Presque inchangé depuis des décennies, le trou n°3 d’Augusta National, s’impose comme un par 4 d’exception qui a poussé Tiger Woods dans ses retranchements, et gêne encore Bryson DeChambeau.
Le trou n°3 d’Augusta National a beau sembler modeste sur la carte, il s’impose comme l’un des plus grands par 4 du golf mondial.
Ce trou de 320 mètres a probablement connu moins de transformations que n’importe quel autre trou du parcours, aucun des architectes qui ont travaillé à Augusta n’ayant encore avancé d’argument convaincant pour le modifier en profondeur.
Sa force tient justement à cette simplicité apparente, héritée de Bobby Jones et d’Alister MacKenzie, et surtout à une exigence stratégique qui ne pardonne rien.
Clifford Roberts, doublement désavoué
Dans une lettre à MacKenzie en 1933, Clifford Roberts, le Chairman et co-fondateur avec Bobby Jones de l’Augusta National Golf Club, avait évoqué la possibilité d’ajouter un bunker profond en travers sur la face du plateau juste devant le green. « D’après ce que je comprends, écrivait Roberts, le piège profond situé à peu près au centre rendrait ce trou définitivement propice au drive et au pitch ; c’est-à-dire qu’un pitch bien réussi serait nécessaire pour atteindre le green et que le bunker rendrait impossible de jouer un coup d’approche roulé. »
Mais MacKenzie fut catégorique pour rejeter cette idée, que Roberts avait finalement reconnu et que Jones ne soutenait pas non plus. « Je suis ravi que Bob (Jones) soit d’accord pour dire qu’avec le seul obstacle (ici présent) est correct. Cela confirme mon impression que Bob en sait plus sur le golf et ses principes solides que n’importe quel homme que j’aie jamais rencontré. Mon avis est qu’un bunker transversal le transformerait en un trou ordinaire et stéréotypé et annulerait toutes les subtilités des ondulations de l’approche auxquelles nous avons consacrées tant de temps et de réflexion. »

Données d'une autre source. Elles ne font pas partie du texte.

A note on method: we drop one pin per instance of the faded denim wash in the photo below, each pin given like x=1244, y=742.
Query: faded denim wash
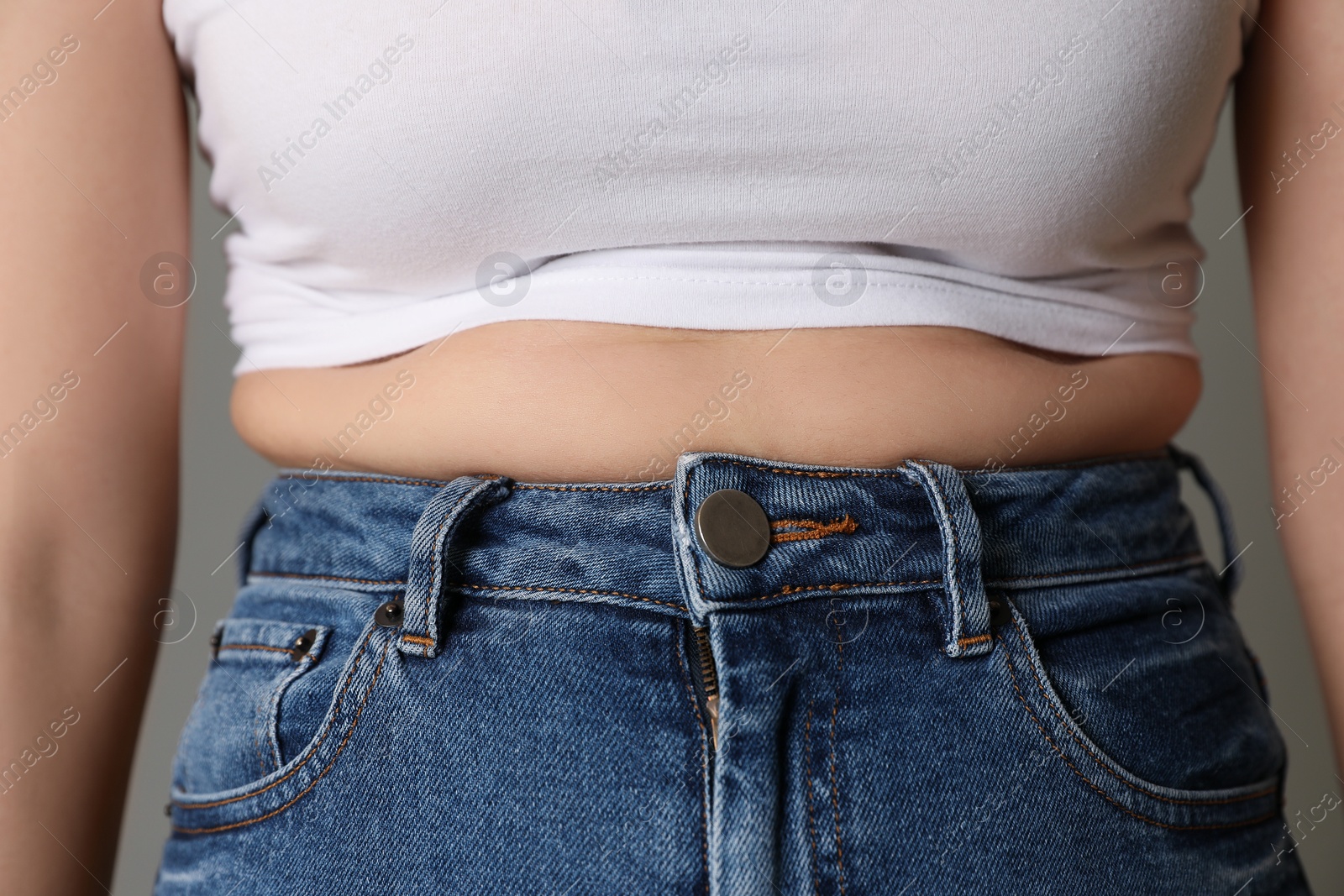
x=936, y=681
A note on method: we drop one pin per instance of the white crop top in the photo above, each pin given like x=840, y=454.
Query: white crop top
x=405, y=170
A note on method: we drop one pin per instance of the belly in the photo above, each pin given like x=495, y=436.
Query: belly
x=568, y=401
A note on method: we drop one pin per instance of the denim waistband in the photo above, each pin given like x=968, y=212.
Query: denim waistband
x=920, y=527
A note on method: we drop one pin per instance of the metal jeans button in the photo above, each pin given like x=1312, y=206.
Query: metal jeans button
x=732, y=528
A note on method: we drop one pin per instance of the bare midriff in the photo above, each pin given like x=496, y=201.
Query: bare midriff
x=584, y=402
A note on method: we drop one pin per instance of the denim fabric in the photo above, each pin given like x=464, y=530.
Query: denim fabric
x=936, y=681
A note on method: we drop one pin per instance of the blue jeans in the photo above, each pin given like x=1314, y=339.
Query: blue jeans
x=934, y=681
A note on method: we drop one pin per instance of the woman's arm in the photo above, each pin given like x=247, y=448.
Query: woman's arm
x=93, y=183
x=1290, y=147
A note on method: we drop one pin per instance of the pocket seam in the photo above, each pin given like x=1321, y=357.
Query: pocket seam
x=340, y=748
x=1102, y=793
x=1050, y=700
x=315, y=746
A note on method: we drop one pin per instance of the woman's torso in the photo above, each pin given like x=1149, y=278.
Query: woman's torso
x=1039, y=160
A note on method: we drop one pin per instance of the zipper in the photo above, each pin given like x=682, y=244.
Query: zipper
x=709, y=684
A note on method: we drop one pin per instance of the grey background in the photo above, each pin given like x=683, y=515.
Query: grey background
x=222, y=476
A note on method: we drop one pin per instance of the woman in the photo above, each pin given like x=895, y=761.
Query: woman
x=721, y=452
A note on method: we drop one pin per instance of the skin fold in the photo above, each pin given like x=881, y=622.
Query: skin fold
x=97, y=183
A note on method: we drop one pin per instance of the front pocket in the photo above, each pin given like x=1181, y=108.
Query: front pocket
x=233, y=732
x=1167, y=730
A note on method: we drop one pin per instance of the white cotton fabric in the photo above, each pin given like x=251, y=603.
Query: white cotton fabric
x=402, y=170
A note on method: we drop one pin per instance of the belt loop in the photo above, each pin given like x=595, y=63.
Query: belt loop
x=968, y=607
x=1231, y=575
x=257, y=517
x=425, y=578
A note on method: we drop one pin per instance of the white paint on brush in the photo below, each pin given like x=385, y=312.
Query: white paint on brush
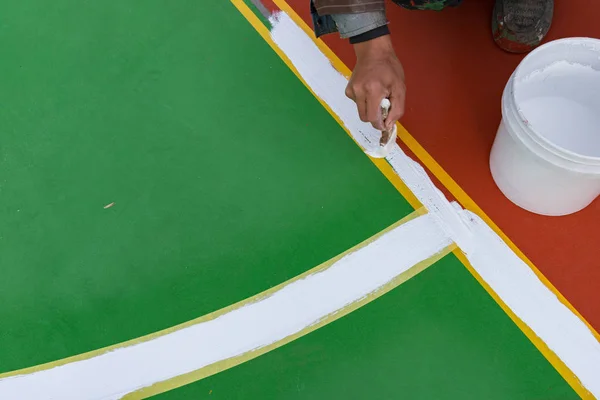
x=512, y=279
x=325, y=82
x=305, y=302
x=296, y=306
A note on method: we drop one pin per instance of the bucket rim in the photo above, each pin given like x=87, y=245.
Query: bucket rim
x=533, y=132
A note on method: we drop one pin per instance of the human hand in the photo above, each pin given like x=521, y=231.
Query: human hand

Flowering Peach privilégie la stratégie plus que la puissance
Le 3e trou d’Augusta montre encore aujourd’hui à quel point certains tracés récompensent plus la science du placement et du dosage que la seule distance. Pour les joueurs, la question n’est pas seulement de frapper loin, mais de savoir où laisser la balle pour attaquer le green avec le bon angle. Celui-ci est situé sur un plateau naturel en pente, et invisible depuis le fairway.
Selon Paul McGinley, 99 % des joueurs jouaient devant le bunker de green au début des années 2000 mais ce n’est plus du tout le cas. « Seul John Daly à l’époque empoignait systématiquement le driver sur ce trou », se souvient l’Irlandais.
« Le principal problème posé par le deuxième coup est d’évaluer la distance avec précision… Un deuxième coup trop court ou trop long laisse un coup à jouer très différent, ce qui se traduit presque toujours par la perte d’un coup », estimait Bobby Jones.
On se dit qu’on va faire un birdie à chaque fois qu’on est au départ… et on peut très vite se retrouver à lutter pour sauver le par.
Justin Thomas
Justin Thomas l’a résumé sans détour : « Plus je joue ce trou, plus je me dis que c’est peut-être le meilleur par 4 court au monde. Tout est là, sous les yeux, rien de caché, aucun obstacle… On se dit qu’on va faire un birdie à chaque fois qu’on est au départ… et on peut très vite se retrouver à lutter pour sauver le par. Une conception incroyable. »
C’est précisément ce mélange d’évidence visuelle et de dangers cachés qui rend le par 4 le plus court du parcours si remarquable.
C’est l’un des rares trous qui a régulièrement posé des problèmes à Tiger Woods lors de sa victoire record en 1997. Rory McIlroy était surpris de voir Bryson DeChambeau jouer un fer depuis le départ l’an dernier dans le dernier tour, mais le Californien bodybuildé est au-dessus du par en moyenne sur ce trou depuis le début de sa carrière (+7 !).
Ce fut un tournant de l’édition 2025, puisqu’il y a concédé un premier bogey alors que Rory y a inscrit le premier birdie de sa journée. Le Nord-Irlandais a récupéré ici les deux coups perdus sur le trou n’°1.